Local News

WAREHOUSING BOOMS IN THE INLAND EMPIRE

If you’ve driven along Route 60 through Moreno Valley, you’ve seen the massive warehouses that have sprung up alongside the freeway. These buildings, and similar ones throughout the Inland Empire, have made the region the nation’s largest logistics hub in the country, according to a recent article in the New York Times. “Logistics” is the name for the redistribution of imported goods that have been imported through Los Angeles-area ports. The area offers cheap land and access to major freeways. During the prolonged construction slump, the logistics industry has become the largest private employer in the IE, with around 200,000 workers so far, about 10 percent of all local jobs. Local governments have welcomed the jobs, but others have not been so pleased. Environmentalists point to the noise, dust, traffic, and habitat destruction that accompanies the industry.
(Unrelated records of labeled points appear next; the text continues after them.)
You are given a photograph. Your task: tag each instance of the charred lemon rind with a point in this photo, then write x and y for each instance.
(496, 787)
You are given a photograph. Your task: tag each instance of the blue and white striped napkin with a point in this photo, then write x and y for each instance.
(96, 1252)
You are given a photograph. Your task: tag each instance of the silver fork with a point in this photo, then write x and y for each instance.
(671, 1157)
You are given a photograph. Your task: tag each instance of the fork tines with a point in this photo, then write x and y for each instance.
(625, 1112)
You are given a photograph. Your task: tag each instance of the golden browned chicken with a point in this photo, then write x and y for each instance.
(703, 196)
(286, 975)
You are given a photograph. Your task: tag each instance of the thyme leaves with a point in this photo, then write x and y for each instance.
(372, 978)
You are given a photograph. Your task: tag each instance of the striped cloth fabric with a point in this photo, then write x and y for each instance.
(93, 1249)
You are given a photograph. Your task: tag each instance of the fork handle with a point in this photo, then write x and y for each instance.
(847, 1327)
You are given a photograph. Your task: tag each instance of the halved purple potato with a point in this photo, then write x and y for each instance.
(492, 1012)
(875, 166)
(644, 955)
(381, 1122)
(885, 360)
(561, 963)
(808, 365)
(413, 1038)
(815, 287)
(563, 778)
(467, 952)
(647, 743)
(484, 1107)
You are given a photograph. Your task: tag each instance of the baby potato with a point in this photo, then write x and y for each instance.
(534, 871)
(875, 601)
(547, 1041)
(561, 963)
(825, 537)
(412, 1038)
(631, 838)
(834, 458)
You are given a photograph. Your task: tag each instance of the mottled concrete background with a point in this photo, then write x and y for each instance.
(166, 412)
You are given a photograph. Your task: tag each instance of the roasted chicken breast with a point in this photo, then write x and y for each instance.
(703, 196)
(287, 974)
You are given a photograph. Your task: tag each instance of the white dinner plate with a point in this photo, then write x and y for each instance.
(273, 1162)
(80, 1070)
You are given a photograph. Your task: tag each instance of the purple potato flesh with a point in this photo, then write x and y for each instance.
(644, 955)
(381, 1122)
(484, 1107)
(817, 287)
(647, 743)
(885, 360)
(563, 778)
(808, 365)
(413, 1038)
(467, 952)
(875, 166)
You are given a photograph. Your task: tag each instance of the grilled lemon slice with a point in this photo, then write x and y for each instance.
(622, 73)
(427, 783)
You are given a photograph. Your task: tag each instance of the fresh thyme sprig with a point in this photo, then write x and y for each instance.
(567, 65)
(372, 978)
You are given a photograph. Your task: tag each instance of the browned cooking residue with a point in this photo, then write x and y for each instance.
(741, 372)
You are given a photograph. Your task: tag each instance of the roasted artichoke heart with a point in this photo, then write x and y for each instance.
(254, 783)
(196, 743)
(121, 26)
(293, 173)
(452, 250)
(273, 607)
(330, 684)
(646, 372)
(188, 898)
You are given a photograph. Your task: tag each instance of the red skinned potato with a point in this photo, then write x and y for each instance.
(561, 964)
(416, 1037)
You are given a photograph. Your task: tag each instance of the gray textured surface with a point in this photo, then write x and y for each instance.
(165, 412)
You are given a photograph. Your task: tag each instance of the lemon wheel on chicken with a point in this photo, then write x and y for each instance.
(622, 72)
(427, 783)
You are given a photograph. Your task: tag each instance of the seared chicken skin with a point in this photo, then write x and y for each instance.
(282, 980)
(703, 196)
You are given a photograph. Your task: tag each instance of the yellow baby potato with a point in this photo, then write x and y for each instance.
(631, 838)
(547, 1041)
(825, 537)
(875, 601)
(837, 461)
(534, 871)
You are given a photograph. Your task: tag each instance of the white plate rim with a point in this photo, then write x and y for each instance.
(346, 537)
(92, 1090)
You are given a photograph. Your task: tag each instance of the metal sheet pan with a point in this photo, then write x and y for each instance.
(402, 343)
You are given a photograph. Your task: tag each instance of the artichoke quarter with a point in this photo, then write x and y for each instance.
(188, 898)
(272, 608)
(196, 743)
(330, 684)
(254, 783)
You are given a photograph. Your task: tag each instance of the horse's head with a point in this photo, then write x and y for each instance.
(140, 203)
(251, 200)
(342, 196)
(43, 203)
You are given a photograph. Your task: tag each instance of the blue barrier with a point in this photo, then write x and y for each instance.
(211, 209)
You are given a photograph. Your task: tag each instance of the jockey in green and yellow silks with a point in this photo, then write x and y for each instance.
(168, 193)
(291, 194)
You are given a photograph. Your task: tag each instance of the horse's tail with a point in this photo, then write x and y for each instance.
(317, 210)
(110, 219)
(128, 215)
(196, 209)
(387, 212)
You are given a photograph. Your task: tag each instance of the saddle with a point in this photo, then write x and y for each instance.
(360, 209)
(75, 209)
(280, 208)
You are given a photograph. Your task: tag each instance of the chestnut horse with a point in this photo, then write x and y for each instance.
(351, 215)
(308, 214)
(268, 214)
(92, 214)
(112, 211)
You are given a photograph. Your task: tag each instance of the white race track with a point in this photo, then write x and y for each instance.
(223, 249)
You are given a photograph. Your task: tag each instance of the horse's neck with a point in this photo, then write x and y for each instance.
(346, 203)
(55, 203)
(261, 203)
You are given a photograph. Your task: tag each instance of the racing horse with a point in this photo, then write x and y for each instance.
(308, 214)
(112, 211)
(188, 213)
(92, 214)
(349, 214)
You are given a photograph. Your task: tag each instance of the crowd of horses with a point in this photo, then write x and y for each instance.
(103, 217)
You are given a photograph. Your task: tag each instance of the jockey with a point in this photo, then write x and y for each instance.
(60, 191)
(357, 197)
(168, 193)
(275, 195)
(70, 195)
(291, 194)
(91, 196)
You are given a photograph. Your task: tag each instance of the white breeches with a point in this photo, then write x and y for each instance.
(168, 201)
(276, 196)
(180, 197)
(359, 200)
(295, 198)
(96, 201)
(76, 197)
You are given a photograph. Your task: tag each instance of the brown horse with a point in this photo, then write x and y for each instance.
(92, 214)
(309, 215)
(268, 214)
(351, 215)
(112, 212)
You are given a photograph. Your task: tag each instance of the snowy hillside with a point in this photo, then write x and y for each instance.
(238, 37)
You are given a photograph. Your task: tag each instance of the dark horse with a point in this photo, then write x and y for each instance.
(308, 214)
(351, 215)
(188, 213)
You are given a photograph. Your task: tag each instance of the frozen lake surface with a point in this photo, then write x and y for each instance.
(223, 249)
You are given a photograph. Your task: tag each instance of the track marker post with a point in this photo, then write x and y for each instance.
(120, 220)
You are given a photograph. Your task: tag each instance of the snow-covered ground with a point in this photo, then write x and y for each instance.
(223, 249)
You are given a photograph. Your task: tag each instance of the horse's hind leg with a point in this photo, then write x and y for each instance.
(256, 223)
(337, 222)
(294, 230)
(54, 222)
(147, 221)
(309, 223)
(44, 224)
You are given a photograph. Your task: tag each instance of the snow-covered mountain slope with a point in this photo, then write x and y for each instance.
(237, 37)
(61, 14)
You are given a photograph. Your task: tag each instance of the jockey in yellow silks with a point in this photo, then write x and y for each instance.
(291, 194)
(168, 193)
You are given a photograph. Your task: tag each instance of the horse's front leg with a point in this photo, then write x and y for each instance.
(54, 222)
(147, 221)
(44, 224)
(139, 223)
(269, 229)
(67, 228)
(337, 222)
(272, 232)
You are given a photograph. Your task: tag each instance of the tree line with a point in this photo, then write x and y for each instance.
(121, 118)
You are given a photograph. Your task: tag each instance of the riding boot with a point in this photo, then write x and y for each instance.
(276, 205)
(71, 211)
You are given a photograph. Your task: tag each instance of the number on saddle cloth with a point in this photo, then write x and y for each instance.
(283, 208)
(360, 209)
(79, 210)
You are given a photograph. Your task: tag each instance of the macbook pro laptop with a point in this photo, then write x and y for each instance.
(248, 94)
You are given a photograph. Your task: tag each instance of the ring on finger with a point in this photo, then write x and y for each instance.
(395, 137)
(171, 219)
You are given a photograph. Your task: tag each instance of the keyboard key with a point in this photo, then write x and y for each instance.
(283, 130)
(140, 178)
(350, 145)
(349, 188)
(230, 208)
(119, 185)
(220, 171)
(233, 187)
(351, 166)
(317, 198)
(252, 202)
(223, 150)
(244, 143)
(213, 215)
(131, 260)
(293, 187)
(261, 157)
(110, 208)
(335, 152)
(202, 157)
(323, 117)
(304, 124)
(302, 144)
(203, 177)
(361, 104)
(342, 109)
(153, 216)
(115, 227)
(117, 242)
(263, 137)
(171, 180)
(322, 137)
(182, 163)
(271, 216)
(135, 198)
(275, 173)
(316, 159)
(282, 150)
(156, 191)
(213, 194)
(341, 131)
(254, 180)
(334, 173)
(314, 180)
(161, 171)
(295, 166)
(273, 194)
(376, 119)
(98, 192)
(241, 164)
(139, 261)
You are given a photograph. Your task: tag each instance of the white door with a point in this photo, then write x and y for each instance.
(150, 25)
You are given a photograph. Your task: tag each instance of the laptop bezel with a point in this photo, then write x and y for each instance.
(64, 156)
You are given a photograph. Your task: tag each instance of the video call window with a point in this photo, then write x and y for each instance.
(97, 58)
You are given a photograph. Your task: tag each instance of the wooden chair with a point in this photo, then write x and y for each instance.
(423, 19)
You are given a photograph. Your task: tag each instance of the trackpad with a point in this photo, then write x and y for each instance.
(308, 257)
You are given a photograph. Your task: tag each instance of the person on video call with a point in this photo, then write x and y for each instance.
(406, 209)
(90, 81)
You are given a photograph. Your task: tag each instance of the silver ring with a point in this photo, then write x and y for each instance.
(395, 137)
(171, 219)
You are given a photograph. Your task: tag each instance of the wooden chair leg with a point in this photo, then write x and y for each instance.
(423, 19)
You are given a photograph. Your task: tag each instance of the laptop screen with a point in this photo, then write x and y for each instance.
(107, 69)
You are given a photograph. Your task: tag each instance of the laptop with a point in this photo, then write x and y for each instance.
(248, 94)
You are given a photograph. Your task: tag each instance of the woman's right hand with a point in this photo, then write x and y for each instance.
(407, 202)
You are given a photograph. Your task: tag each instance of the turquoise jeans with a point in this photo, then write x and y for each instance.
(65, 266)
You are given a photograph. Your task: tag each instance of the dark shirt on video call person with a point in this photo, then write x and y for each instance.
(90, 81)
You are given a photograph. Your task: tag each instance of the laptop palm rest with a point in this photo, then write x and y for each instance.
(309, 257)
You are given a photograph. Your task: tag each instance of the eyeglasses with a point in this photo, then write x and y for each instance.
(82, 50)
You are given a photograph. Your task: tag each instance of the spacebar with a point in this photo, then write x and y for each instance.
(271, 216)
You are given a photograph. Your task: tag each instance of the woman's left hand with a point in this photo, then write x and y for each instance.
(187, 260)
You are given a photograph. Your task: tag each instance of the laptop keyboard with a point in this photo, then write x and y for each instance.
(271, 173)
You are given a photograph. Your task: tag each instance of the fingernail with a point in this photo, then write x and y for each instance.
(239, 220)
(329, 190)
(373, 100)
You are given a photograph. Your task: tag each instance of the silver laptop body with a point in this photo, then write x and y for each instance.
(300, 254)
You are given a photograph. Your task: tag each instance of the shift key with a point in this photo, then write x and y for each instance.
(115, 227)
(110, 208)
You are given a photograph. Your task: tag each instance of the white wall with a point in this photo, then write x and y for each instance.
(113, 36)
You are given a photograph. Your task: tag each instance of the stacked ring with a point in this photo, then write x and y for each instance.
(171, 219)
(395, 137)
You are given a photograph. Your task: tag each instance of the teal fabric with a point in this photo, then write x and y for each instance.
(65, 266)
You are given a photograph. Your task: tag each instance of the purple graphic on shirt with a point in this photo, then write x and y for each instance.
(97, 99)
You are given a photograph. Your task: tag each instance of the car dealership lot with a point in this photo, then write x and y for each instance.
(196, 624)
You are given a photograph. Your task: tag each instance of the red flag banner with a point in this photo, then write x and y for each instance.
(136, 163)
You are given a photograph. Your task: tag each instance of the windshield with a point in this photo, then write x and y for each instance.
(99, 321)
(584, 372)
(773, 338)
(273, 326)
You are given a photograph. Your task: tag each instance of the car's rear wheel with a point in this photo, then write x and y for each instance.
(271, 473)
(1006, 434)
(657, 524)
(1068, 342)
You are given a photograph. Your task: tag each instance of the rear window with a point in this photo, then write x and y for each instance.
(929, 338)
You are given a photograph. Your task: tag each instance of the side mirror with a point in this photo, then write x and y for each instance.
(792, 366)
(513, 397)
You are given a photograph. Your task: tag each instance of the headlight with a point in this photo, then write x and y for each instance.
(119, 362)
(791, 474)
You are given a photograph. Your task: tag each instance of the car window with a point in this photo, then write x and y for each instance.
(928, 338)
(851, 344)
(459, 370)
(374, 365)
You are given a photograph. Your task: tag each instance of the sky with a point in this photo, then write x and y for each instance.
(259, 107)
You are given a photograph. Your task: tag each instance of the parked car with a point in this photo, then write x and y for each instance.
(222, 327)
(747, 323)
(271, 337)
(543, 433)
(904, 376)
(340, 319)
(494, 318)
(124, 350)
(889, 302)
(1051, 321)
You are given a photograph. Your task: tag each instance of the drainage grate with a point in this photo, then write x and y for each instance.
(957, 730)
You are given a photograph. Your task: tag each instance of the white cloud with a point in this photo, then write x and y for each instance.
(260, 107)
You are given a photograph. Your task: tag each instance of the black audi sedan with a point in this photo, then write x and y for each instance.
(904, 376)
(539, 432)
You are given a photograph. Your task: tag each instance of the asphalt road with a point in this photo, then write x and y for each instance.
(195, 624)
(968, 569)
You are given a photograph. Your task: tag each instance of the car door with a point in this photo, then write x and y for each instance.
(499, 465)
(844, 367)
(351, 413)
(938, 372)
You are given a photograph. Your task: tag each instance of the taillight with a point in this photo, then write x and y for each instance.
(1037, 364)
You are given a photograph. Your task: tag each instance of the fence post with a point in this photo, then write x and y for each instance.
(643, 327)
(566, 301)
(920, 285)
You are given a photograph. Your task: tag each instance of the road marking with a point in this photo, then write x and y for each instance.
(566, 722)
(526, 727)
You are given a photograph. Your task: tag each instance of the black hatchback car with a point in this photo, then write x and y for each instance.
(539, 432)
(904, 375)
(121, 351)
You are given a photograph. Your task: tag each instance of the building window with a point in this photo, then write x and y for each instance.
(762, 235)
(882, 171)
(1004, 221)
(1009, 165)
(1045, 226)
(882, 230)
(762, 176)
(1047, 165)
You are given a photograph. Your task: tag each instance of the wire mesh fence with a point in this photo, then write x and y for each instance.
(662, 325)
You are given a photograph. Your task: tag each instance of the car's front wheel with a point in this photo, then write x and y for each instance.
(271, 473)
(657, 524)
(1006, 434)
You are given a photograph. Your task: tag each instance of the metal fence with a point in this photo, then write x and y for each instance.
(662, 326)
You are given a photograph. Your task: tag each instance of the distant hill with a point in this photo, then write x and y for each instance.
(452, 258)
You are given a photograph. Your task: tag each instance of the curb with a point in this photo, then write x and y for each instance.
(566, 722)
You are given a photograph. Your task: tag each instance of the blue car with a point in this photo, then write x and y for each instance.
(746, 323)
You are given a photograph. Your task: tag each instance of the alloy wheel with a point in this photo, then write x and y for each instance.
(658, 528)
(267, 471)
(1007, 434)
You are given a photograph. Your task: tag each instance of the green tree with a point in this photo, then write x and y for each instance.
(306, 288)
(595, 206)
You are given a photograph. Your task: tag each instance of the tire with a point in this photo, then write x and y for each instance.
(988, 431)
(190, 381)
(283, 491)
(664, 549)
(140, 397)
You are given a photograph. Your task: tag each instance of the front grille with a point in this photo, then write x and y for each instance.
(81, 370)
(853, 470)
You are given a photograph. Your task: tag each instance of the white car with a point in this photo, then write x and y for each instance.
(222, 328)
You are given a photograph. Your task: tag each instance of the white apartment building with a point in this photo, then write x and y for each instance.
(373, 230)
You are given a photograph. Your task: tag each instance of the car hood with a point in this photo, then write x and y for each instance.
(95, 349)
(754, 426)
Worker groups complain that much of the employment is achieved through staffing agencies, who classify the workers as temporary, thereby avoiding paying benefits. In addition, it is claimed that in many warehouses work is assigned on a first-come basis, so many are sent home without work.
Jordan Levine, the director of economic research at Beacon Economics, a research and consulting firm, said. “It’s attractive because it’s something that governments can take advantage of now. There’s no need to have to recruit an educated work-force base or have a lot of strategy around.” He added, “All that stuff takes time and money and decades to bear fruit. This is far more expedient.”